Alkaline Phosphatase Activity in Fresh Intestinal Mucosa and Cultured Mucosal Explants

Abstract

Alkaline phosphatase (AP) activity is an accepted marker of epithelial cell differentiation and integrity in intestinal mucosal explant systems. In experiments involving AP it is usually expressed as activity per unit protein in tissue culture. It has been previously demonstrated that during organ culture a considerable amount of protein and nucleic acid (NA) may leave the cell and enter the surrounding medium. It may therefore not be appropriate to measure enzyme synthesis in relation to total tissue protein.

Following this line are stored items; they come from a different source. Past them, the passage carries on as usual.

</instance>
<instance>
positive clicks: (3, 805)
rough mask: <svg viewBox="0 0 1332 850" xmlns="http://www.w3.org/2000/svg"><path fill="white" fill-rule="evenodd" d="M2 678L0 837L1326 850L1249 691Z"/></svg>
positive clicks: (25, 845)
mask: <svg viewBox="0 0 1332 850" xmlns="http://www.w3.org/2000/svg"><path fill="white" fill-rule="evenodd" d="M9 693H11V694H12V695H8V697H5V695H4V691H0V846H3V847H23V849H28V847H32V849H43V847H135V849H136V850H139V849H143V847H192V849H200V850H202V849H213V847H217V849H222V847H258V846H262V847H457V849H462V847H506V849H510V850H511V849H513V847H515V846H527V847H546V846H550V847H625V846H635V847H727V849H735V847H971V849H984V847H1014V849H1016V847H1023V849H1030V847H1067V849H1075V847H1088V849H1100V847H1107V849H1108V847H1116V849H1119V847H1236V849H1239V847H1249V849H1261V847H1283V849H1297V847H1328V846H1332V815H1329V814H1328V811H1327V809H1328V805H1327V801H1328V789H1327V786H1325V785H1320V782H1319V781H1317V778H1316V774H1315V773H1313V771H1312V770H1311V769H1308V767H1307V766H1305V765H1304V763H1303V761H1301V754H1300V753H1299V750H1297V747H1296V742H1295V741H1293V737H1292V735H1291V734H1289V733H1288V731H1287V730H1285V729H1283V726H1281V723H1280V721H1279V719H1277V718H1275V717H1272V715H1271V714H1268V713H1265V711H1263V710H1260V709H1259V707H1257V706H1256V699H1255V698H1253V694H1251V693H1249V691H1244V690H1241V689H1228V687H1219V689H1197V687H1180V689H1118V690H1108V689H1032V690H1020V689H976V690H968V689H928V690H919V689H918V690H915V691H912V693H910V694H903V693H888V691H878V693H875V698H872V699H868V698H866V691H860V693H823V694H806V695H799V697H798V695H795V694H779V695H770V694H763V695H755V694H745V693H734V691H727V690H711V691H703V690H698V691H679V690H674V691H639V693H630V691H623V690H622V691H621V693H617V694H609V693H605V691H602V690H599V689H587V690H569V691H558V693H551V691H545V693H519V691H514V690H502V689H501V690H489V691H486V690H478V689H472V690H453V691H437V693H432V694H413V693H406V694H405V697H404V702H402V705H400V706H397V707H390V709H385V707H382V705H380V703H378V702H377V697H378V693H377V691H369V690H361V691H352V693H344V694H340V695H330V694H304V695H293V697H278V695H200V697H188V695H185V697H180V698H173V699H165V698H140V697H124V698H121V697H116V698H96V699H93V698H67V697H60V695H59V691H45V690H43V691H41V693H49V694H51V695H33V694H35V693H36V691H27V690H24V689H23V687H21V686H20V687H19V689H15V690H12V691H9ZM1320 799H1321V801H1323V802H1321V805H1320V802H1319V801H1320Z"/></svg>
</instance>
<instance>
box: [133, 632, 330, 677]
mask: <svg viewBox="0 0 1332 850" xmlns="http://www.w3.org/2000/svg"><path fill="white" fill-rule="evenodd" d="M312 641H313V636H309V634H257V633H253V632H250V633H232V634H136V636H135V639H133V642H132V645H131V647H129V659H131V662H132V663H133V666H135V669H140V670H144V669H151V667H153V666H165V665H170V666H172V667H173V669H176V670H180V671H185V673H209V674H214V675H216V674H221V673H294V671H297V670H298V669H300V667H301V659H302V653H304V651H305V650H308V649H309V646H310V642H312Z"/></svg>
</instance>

In this study we attempted to gather additional information on enzyme dynamics and tissue integrity during organ culture of intestinal mucosal ex‐plants from children with celiac disease (CD) on a normal diet (ND) (n = 21), children with CD on a gluten‐free diet (GFD) (n = 12), and patients with gastrointestinal disorders other than CD (controls) (n = 17). We confirmed the leakage of protein, NA, and AP from the tissue explant into the medium, and normalized the AP data by expressing AP as total AP in tissue plus medium per total NA in tissue plus medium. In patients with CD on a ND, the AP level at time 0 was 9.58 ( ± 12.2) mIU/μg NA and after 24 h culture rose to 21.9 ( ± 15.7) mIU/μg NA. In patients with CD on a GFD the baseline AP level was 24.9 ( ± 34.8) mIU/μg NA, and this value rose after culture to 28.6 ( ± 17.9) mIU/μg NA. In the controls the initial AP activity was 17.2 ( ± 15.7) mIU/μg NA, and the increase was to 38 ( ± 27.6) mIU/μg NA. When we related tissue AP levels alone to tissue NA levels, the activity after 24 h incubation was lower than in the preincubation sample. Our study indicates that AP activity in organ culture should be expressed as total AP per total NA.